Because I have an organized plan, I know what it may cost or gain if I deviate from it once in a while.

Within that thoughtful plan I feel more free to experiment and to follow my daily organic intuition within the context of pursuing the main goal. The better I plan the more I feel open to being spontaneous, because I have a sense of what I can afford to experiment with and what to ignore when it doesn’t have a productive purpose. I unleash my curiosity and creativity within the bounds of what I am trying to accomplish.

Having a plan also (perhaps counter-intuitively) allows me to be at peace more when I have an illness or threat of injury interrupting my normal training routine. Slowing down because of illness, exhaustion or injury has a cost on my schedule but I have a longer term vision (life-long, injury-free swimming!) that helps me push aside the pressure to achieve something this year by a certain deadline at an unacceptable cost.  When I get behind on my schedule, I have a more objective view of what skills are still lacking rather than a vague anxiety over being behind on a dogmatic training schedule.

I keep my eye on the final goal, and set up a progression of sub-goals that need to be achieved to keep me on track to that final goal. Then I set some weekly tasks that keep me, as evenly as possible, developing all the areas of skill and fitness I need to help me achieve the sub-goal. This sets up my ‘practice menu’ for the week – and a menu implies choices, not rigid commands. By this I see that I have options for how I spend today’s time in the water – and those options are all in service of my final goal. I am free to follow my intuition to pick from the those options what I want to do today.

Organic Training Plan Part 2

Low Level Structure

A goal will, at least, have a specific skill definition to it.
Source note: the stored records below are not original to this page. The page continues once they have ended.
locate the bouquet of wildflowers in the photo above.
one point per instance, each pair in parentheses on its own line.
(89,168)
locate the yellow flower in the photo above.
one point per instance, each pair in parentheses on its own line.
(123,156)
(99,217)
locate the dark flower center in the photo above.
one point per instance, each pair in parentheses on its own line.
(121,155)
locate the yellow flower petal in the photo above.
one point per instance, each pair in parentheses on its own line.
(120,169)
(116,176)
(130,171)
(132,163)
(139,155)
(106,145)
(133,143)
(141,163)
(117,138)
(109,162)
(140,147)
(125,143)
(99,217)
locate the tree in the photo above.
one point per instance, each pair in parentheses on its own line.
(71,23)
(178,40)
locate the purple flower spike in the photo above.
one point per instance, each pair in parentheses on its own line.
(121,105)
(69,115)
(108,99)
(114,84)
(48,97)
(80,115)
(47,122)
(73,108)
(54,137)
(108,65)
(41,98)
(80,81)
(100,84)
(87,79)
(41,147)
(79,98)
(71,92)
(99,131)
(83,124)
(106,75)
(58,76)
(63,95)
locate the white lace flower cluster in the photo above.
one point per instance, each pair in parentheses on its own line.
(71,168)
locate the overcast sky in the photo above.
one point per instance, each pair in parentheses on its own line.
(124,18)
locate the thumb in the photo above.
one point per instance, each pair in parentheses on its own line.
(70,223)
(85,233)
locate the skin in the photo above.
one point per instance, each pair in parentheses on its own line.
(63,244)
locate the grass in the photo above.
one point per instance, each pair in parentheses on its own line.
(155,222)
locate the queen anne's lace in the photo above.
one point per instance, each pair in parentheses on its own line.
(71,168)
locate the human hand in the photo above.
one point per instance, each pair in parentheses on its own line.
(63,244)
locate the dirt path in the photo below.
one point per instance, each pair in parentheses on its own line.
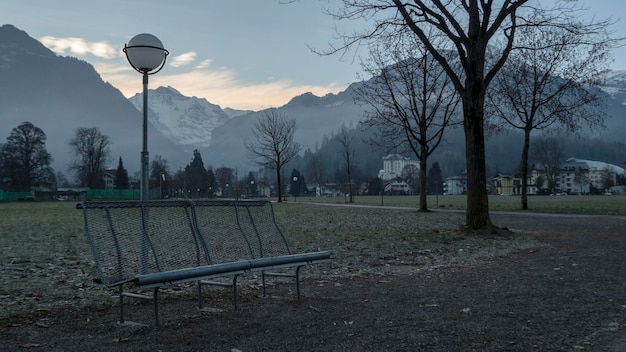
(568,295)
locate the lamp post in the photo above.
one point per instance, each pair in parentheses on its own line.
(381,174)
(146,55)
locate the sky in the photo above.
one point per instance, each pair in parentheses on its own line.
(245,54)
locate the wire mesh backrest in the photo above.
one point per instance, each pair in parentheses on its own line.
(261,229)
(131,238)
(221,230)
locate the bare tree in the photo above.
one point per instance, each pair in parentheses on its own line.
(274,145)
(24,160)
(91,149)
(475,30)
(548,81)
(410,100)
(160,175)
(314,170)
(225,178)
(348,153)
(548,154)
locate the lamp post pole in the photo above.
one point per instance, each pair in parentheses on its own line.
(295,183)
(381,174)
(146,55)
(145,158)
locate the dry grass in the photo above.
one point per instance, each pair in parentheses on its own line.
(46,263)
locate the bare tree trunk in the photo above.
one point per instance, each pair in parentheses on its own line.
(423,186)
(280,185)
(477,214)
(524,168)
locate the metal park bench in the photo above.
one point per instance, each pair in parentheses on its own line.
(152,244)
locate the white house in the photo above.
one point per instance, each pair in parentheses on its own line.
(394,164)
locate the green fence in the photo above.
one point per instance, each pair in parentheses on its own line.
(110,194)
(17,195)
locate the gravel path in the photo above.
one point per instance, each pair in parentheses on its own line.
(567,295)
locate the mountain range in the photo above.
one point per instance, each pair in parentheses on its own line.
(60,94)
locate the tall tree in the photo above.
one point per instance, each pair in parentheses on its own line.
(212,181)
(121,176)
(548,81)
(24,160)
(475,31)
(274,145)
(197,177)
(225,177)
(251,184)
(297,183)
(160,174)
(410,96)
(348,154)
(435,179)
(91,151)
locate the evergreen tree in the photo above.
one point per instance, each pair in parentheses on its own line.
(121,176)
(297,183)
(24,160)
(435,180)
(197,176)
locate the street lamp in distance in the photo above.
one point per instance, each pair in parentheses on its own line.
(381,175)
(146,55)
(295,182)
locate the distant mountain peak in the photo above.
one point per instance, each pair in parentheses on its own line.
(167,90)
(15,41)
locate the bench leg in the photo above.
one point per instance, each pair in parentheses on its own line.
(156,305)
(121,291)
(235,292)
(298,281)
(263,282)
(199,295)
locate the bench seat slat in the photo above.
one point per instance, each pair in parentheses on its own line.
(288,260)
(192,274)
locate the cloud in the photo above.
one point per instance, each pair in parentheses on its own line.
(221,87)
(79,46)
(183,59)
(204,64)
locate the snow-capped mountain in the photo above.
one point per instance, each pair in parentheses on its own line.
(615,85)
(186,121)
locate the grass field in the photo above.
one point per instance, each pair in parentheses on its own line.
(608,205)
(45,260)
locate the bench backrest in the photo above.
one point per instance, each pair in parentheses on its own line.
(260,228)
(133,237)
(220,227)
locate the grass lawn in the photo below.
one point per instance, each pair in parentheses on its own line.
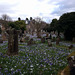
(38,59)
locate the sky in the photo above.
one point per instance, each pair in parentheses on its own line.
(45,9)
Example: One day I am going to swim 3km, from this point on the beach to that point on the beach way down there. This is simply a distance achievement objective – no racing. You can keep it like that, with no deadline and no speed requirement. Set the skill goal with no deadline to allow you to go at the most life-flexible pace. You will know that you simply have to develop a certain set of skills in a certain order, no matter how long it takes.

Setting a simple skill goal allows your training to stay within the lowest level of productive structure. That is quite ok – simple, peaceful, open-ended. You may add a deadline: I am going to do this by the end of September. Set a deadline to help you determine the pace you must go for developing those skills. You may need advanced skills to reach that goal but you won’t be able to work on advanced skills until you’ve spent the time up front mastering the fundamental skills.

Because of the deadline you’ve got only so much time to imprint the full set, so this will give you motivation to stay productive early on in your training season. Your deadline will hold you even more accountable to justify how you spend your limited time each week.

High Level Goal

And you may add a speed goal: I am going to swim it in less than 80 minutes or less.

Set a speed goal to help you identify exactly what those stroke skills have to be capable of producing in terms of Stroke Length x Tempo. This now adds an element of quantitative accountability.This is a high level goal.

The stroke cannot simply be smooth and easy and adequate, it must be strong and productive also. Each subsequent detail in the goal adds more parameters that you have to design your training path by.

’Skill Goal + Speed Goal + Deadline’ puts your training into the highest level of productive structure. But the choice of what level of structure to use is totally up to you and your desired athletic lifestyle.